(mock turtleneck)
When I was 20 I dated a guy who was in medical school. I remember him telling me about the anatomy spotter exam (they called it a 'bell ringer'). It sounded ugly to me. I envisioned all these really nerdy science freaks staring at bits of bone and looking into microscopes with a loud gong going off every minute or so. People would get so stressed that they'd vomit or get nosebleeds, fainting also wasn't totally uncommon.
I remember thinking...someday I'm going to have to do one of those and I know that I am not going to like it. For those of you who have not had the pleasure of having your cerebellum slapped with a hockey stick (which is what I equate the experience to) this is how it goes.
You sit down, there are 10 people or so in your circuit. In front of you is a laminated 8x10 of something, either a CT image, a dissection image, an xray, an MRI, a photo of a bone, a electron micrograph of an embryo or a photo of a histology slide. You have 2 minutes to answer the two questions, a bell rings and you get up and move to the next set of images/questions.
In the case of my evil anatomy prof the questions were not, "what is a" or "what is b" they were things like "if 'a' is damaged which structures will be affected and how?" or "what is the metabolic process occurring at 'a'?" or "what genes are expressed to ensure differentiation at 'b'?" Of course it wasn't only 4 options, but 8 to choose from as well. Thanks so much for that.

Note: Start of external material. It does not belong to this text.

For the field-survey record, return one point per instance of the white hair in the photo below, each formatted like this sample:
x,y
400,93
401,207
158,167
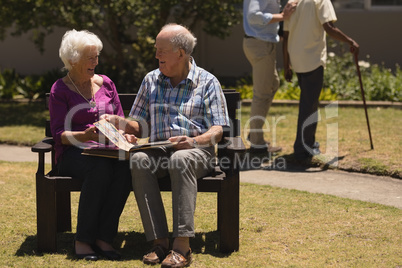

Yeah. It was ugly. And the thing that irritated me was the complete lack of clinical relevance to most of the exercise. Yes I do believe that you have to know your anatomy so well that you can answer questions under pressure in a rapid fire way....but in the 'real' world I am never going to have an unlabeled histology slide sitting in front of me with a patients life hanging in the balance while I figure out if it is from his spleen or his seminiferous tubule. Come to think of it, I am NEVER going to have a histology slide in front of me clinically...ever. That is what lab reports are for. Nor am I going to be staring at the saggital section of a fox jaw trying to decide if the cleft would be in between the canines or the incisors if "a" doesn't fuse with "b".
Bah.
Ok my rant is done. I suppose that the exam had the desired effect: it scared the rubber boots right off me. Hence my 7 hours of dedicated examination of all-things-laryngeal on Sunday rather than reading my fantastic book (Shantaram by Gregory Roberts) or watching the flood waters rise outside the medical sciences building.